Il se peut que le pessimisme ne soit pas de mise, après tout. Trump pourrait ne pas mettre en pratique tous les tarifs douaniers envisagés, la confiance des entreprises et des consommateurs pourrait se stabiliser, et la Fed pourrait parvenir à assouplir sa politique monétaire plus de deux fois cette année, à condition que les nouveaux tarifs douaniers n’entraînent aucune hausse de l’inflation. En somme, il s’agirait d’une ‘finalisation’ à la Trump. Mais rien n’est acquis, et les déclarations que nous entendons à l’encontre du Canada, de la Chine et de l’Union européenne ne laissent présager aucun changement de cap significatif. Dès lors, il ne serait pas surprenant que les marchés connaissent encore d’autres mouvements de grande ampleur, dans les mois à venir, même si la plupart des investisseurs semblent préférer ne rien entreprendre. La prochaine publication des rapports sur le S&P 500 sera très intéressante. Dans leurs choix directeurs, les entreprises devront tenir compte des incertitudes liées au programme de Trump et de ce qui, dans le sillage de DeepSeek, constitue un environnement plus concurrentiel pour les développeurs d’intelligence artificielle générative. Le consensus actuel pour l’évolution des bénéfices du S&P 500 sur 12 mois est de +12,3% - mais en décembre, il se montait encore à +14,2%, et concernant l’Europe et les États-Unis, l’écart entre le ratio des révisions à la hausse et des révisions à la baisse continue de se creuser.

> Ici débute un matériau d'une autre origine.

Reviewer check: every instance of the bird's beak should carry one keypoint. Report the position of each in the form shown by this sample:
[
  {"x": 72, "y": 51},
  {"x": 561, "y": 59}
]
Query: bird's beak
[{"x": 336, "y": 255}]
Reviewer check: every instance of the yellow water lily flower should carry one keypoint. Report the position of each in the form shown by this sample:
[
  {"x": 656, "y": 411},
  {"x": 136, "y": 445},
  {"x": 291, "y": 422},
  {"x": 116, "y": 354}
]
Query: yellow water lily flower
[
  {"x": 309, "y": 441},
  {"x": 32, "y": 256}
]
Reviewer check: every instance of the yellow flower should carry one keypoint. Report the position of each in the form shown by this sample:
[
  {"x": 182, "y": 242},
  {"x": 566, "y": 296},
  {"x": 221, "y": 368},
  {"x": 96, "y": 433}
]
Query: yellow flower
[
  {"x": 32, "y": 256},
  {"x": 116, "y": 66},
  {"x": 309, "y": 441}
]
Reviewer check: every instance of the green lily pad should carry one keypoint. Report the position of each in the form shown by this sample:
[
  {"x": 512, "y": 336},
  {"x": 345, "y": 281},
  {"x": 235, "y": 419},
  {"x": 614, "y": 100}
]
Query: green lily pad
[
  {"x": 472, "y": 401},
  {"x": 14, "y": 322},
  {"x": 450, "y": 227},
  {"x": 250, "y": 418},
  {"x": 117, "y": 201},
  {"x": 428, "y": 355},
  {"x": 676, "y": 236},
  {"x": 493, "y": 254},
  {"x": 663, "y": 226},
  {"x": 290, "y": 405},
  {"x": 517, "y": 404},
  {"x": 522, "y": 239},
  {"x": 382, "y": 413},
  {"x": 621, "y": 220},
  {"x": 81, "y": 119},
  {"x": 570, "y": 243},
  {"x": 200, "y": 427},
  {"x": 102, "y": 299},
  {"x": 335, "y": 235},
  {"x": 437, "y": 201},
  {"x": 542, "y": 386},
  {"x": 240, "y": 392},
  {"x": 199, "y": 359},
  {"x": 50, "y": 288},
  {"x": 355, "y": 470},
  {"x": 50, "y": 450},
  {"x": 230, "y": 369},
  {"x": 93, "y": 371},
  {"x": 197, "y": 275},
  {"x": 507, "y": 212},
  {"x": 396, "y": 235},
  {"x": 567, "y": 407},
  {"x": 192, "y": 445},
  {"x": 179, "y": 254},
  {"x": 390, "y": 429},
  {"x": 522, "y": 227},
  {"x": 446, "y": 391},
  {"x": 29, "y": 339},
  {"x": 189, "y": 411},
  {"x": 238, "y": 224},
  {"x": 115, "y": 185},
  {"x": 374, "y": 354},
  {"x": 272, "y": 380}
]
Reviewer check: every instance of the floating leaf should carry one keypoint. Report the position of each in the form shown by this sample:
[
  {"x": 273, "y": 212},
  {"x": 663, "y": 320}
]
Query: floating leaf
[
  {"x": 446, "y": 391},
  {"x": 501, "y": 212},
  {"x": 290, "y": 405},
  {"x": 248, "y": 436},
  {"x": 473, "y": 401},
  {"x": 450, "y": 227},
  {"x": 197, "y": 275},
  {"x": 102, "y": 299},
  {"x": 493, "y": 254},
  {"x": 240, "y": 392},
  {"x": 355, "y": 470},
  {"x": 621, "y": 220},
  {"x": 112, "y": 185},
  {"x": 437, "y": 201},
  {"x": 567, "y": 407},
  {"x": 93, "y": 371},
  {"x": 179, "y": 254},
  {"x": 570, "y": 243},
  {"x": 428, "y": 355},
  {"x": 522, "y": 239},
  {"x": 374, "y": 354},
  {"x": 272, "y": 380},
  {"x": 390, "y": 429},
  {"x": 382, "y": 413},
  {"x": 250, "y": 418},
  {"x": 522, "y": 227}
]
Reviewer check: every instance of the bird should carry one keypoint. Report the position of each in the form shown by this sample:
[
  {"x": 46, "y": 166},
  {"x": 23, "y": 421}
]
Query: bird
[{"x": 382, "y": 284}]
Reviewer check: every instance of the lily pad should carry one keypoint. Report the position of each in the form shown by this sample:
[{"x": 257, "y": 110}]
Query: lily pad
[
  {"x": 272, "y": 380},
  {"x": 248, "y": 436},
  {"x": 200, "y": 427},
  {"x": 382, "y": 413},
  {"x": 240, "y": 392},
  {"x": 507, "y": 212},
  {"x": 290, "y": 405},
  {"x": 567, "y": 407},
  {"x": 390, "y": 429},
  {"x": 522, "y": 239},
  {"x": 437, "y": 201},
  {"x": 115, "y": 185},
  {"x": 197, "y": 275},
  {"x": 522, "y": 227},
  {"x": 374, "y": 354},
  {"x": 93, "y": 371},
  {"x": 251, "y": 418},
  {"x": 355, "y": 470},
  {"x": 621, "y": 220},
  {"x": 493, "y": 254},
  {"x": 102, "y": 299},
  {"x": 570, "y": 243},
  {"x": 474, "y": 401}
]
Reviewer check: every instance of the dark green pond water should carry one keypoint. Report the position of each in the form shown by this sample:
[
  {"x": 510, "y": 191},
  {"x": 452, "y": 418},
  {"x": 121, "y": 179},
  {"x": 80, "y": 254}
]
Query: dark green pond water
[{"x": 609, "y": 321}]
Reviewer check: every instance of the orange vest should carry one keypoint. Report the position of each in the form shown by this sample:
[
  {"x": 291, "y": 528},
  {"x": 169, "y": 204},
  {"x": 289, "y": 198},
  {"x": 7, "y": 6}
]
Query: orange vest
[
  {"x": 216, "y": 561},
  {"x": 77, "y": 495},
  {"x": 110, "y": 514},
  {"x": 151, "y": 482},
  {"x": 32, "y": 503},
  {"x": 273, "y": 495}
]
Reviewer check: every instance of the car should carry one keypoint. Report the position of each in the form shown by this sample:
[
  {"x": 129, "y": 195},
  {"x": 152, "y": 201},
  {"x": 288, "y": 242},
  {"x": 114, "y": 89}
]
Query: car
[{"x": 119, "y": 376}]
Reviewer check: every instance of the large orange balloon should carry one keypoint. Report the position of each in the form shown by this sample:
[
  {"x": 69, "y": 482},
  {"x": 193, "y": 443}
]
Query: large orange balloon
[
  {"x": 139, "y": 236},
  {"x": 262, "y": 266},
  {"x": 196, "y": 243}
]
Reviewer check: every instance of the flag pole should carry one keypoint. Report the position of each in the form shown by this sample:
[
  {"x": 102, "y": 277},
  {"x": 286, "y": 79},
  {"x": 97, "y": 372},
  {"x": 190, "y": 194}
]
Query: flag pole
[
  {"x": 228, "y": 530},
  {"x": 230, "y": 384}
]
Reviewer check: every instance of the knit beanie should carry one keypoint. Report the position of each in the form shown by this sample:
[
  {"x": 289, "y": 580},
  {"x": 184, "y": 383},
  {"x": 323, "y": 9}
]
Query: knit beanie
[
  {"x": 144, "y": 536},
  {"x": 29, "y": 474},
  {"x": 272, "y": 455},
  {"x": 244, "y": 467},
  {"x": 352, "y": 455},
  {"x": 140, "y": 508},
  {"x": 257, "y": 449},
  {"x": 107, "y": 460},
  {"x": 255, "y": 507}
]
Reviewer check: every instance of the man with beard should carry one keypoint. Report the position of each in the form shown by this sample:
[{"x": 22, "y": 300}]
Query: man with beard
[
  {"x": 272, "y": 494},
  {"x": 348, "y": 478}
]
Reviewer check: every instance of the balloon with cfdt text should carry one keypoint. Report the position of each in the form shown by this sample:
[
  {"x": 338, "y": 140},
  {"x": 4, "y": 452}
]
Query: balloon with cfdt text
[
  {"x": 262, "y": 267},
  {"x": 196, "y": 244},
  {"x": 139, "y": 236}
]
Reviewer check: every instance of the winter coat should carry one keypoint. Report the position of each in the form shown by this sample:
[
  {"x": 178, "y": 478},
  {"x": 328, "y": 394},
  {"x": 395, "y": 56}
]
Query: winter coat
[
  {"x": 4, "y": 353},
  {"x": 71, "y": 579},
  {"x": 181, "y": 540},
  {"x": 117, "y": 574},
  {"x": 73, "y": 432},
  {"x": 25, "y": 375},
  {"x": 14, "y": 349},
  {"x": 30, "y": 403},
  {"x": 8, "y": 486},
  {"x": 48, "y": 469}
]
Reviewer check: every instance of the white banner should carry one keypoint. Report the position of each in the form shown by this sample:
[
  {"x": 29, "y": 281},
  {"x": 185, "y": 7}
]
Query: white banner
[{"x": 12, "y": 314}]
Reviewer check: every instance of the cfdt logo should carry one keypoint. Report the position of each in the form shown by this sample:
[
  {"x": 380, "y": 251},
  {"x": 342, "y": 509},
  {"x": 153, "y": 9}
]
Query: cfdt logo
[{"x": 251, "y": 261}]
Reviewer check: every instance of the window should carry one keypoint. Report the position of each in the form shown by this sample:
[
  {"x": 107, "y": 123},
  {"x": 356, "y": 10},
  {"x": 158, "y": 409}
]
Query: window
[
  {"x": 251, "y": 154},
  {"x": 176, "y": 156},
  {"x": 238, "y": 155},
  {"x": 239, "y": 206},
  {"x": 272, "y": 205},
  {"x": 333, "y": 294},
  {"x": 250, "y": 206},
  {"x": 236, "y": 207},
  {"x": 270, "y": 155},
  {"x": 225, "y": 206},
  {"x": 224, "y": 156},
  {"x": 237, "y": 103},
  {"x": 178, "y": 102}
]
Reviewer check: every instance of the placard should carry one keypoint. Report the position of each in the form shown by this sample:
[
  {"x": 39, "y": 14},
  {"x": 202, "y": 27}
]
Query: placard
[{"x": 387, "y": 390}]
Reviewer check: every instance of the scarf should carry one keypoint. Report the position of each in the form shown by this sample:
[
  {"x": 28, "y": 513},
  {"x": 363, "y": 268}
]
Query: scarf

Les gros ennuis, ça arrive réellement 

Les investisseurs doivent envisager le pire des cas, car le monde traverse une phase de profonds changements. Je pense à un dollar plus faible, à un niveau plus élevé pour les indices de swaps de défaut de crédit, à de nouvelles hausses du prix de l’or et à un nouveau renforcement du franc suisse, voire du yen japonais (les investisseurs japonais pourraient être très réticents à investir à l’étranger, notamment dans le domaine des obligations où les coûts de couverture du dollar sont exorbitants). La Banque nationale suisse a de nouveau abaissé son taux directeur cette semaine, en le portant à 0,25%, reflétant en cela une inflation pratiquement inexistante en Suisse, et une monnaie forte, stimulée quelque peu par les flux mondiaux vers les valeurs refuges (historiquement, les périodes de baisse des actions américaines ont régulièrement entraîné une hausse du franc suisse, sur une base pondérée en fonction des échanges commerciaux). Qu’est-ce qui fait de la Suisse, pays politiquement neutre, sans idéologie marquée et à faible taux d’imposition, une destination de choix pour les capitaux mondiaux?

Rivaux 

Ces derniers temps, je ne suis pas franchement porté à m’étendre sur les questions de football. Je dirais néanmoins que cette saison, un Manchester United revigoré pourrait bien finir par remporter le même nombre de trophées - voire un de plus! - que Manchester City. Cela fait un bon moment que je n’avais plus eu l’occasion d’affirmer pareille chose…

 

(Données de performance/sources de données: LSEG Workspace Datastream, Bloomberg, AXA IM, état du 20 mars 2025, sauf mention contraire). Les performances passées ne doivent pas être considérées comme un indicateur de performances futures.